O marketing deste campeonato particular exige, dentre outros aspectos, transformar o vestibular em uma espécie de mata-mata, divulgar que perder traz conseqüências gravíssimas para aqueles que não souberam escolher o melhor time e “esquecer” que vários dos não foram aprovados faziam parte desta mesma equipe tida como vencedora. Torcedores insensíveis, jogadores burros, técnicos incompetentes e cartolas ineficientes são algumas das mensagens sub-reptícias que atribuem aos pais, alunos, professores e escolas que não souberam ser “competitivos”. Somente “perdoam” os que integram o time das escolas públicas, talvez por acreditarem que estes jogadores pertençam à segunda divisão, nada comprometendo quando eventualmente ultrapassam a linha de acesso.
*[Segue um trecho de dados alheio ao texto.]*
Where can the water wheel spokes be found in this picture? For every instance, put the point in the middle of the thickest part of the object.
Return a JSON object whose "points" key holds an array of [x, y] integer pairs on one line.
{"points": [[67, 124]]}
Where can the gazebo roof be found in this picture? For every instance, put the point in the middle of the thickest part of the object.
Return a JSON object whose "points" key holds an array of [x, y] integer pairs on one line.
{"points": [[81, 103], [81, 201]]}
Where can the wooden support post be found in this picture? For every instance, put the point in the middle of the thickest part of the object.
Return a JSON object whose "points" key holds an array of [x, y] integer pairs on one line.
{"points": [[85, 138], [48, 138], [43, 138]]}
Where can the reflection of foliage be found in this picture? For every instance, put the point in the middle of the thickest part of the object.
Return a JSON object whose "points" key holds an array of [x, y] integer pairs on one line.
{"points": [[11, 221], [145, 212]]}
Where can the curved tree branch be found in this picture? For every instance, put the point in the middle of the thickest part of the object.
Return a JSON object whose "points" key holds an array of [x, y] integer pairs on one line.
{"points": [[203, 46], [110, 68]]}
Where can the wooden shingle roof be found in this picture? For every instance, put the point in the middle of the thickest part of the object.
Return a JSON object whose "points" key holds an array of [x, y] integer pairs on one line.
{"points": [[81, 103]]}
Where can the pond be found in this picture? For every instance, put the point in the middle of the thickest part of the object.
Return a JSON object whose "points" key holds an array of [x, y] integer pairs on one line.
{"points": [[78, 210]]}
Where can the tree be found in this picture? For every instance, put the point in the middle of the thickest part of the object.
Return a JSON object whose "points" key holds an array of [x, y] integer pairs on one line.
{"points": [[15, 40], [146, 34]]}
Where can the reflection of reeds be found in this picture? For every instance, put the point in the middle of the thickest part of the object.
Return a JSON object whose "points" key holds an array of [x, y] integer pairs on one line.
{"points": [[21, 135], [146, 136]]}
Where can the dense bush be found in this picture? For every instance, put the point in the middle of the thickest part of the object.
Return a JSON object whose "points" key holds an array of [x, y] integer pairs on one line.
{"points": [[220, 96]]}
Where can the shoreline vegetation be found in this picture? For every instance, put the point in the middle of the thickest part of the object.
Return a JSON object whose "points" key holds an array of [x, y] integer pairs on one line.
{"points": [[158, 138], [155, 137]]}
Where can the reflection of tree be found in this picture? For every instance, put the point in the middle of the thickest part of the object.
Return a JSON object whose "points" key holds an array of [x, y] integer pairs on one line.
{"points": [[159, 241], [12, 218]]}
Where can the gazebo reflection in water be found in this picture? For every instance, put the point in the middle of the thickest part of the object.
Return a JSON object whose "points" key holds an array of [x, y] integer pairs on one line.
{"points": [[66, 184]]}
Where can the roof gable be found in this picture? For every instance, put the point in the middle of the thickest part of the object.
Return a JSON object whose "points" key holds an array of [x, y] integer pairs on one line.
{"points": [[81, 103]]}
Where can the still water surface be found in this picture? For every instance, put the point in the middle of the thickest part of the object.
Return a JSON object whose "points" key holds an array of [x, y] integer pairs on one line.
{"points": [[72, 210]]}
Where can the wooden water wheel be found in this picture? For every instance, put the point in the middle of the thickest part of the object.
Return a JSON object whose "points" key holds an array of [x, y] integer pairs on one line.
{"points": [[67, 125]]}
Neste domingo foi dado o pontapé inicial para mais um cobiçado campeonato, agora para disputar o garboso título de Campeã do PSS – Processo Seletivo Seriado da UFS. Certamente o vestibular da UFS, como é popularmente conhecido, servirá de pretexto para aumentar a quantidade de faixas, propagandas e anúncios de cartolas vencedores, até porque carrega o charme e a fama de ser um certame disputadíssimo e mais exigente. Não é incorreto torcer para que nossos filhos, familiares e amigos sejam aprovados no vestibular, até porque ampliar o saber é importante para conquistar direitos e espaços profissionais, especialmente em um país campeão em desigualdade e exclusões sociais.


Mas venhamos e convenhamos, acreditar que o vestibular tem o condão mágico tornar vencedor ou perdedor um vestibulando, com o devido respeito, é esquecer que a vida não se resume a um punhado de questões postas em um frio gabarito. E é o que fazemos quando alimentamos o campeonato travado pelas escolas, transformando nossos vestibulandos em jogadores ansiosos e vítimas do jogo profissional. Afinal, não é justo acreditar que a vida começa ou termina em uma universidade, mesmo porque personalidade, inteligência, ética e amizade não são ensinadas nos bancos acadêmicos.